Today we mark the Feast of St. Clare of Assisi, the woman who took her inspiration from St. Francis of Assisi and became what he called his “little plant.” Together these two began a movement that inspired hundreds of thousands, men and woman from every walk of life, to follow in their footsteps. The greater Franciscan family stands as a witness to their devotion to this way of life which has changed the face of the Church even in our own age.
Both Francis and Clare were known for their love of Lady Poverty. While the male members of the Franciscan Family faced little opposition to their embrace of this austere form of life, St. Clare fought until her dying day for the “privilege of poverty.” Those who governed the Church were of the opinion that this form of life was too difficult for women and tried to deny her desire to live completely dependent upon the providence of God. Undaunted, she persisted in her desire and was finally granted her desire with papal sanction on the day before she died.
While complete poverty is oftentimes regarded as the chief charism of the Franciscan way of life, it must also be understood that poverty was simply a means to an end. Both Francis and Clare chose to live a life unencumbered with possessions so that they would be free to live the Gospel of Jesus Christ in a radical fashion, choosing to regard all parts of creation as “brothers” and “sisters.” The charism of charity is really the defining characteristic of the Franciscan way of life. Both Francis and Clare demonstrated over and over again that they were moved by love of their brothers and sisters. They broke with all the usual customs of religious life in order to witness to the world the power of communal life. The legends that are cherished by the friars and the poor ladies are those that demonstrate this great love and brotherly and sisterly spirit.
If there is one difference between these two holy pillars from Assisi, it can be said that while Francis arrived at sanctity through a conversion from a life of sin, St.

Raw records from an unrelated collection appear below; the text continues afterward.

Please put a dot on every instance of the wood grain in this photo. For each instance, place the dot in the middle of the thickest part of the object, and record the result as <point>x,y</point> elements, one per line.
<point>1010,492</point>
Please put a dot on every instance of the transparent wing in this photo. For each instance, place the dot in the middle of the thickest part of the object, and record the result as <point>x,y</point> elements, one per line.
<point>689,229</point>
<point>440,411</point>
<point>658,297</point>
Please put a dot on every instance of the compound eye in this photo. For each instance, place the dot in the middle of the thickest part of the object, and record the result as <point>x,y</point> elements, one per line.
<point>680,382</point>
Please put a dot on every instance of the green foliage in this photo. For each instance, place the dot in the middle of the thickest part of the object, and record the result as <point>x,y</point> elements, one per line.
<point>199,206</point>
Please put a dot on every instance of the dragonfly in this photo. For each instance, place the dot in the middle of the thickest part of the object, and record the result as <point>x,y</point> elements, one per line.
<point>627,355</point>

Clare demonstrated a holiness of life even before she left her family home in the dead of night and joined Francis and his followers at Our Lady of the Angels. She was known for her holiness and for her care for the poor even while still living in her family home, gathering around her the other women of the household for prayer and serving the needs of the poor of Assisi. When she did finally join St. Francis, it was only days before the other women of her household, sisters, mother, and servants joined her. So quickly did her little band of sisters grow that St. Francis gave them the little church and convent of San Damiano outside the walls of Assisi as their home and foundation. Today, the proto-monastery still keeps the crucifix that first spoke to Francis and called him to “rebuild my Church.”
The spirit of St. Francis and St. Clare lives today. It is that spirit that not only informs the lives of the men and women who profess this way of life, it has been renewed by the choice of our Holy Father to be known as “Francis,” the man who first wanted a poor Church for the poor. His voice joins that of St. Francis and St. Clare in setting aside the wealth and riches of this world in order to better live out the spirit of the Gospel of Our Lord Jesus Christ.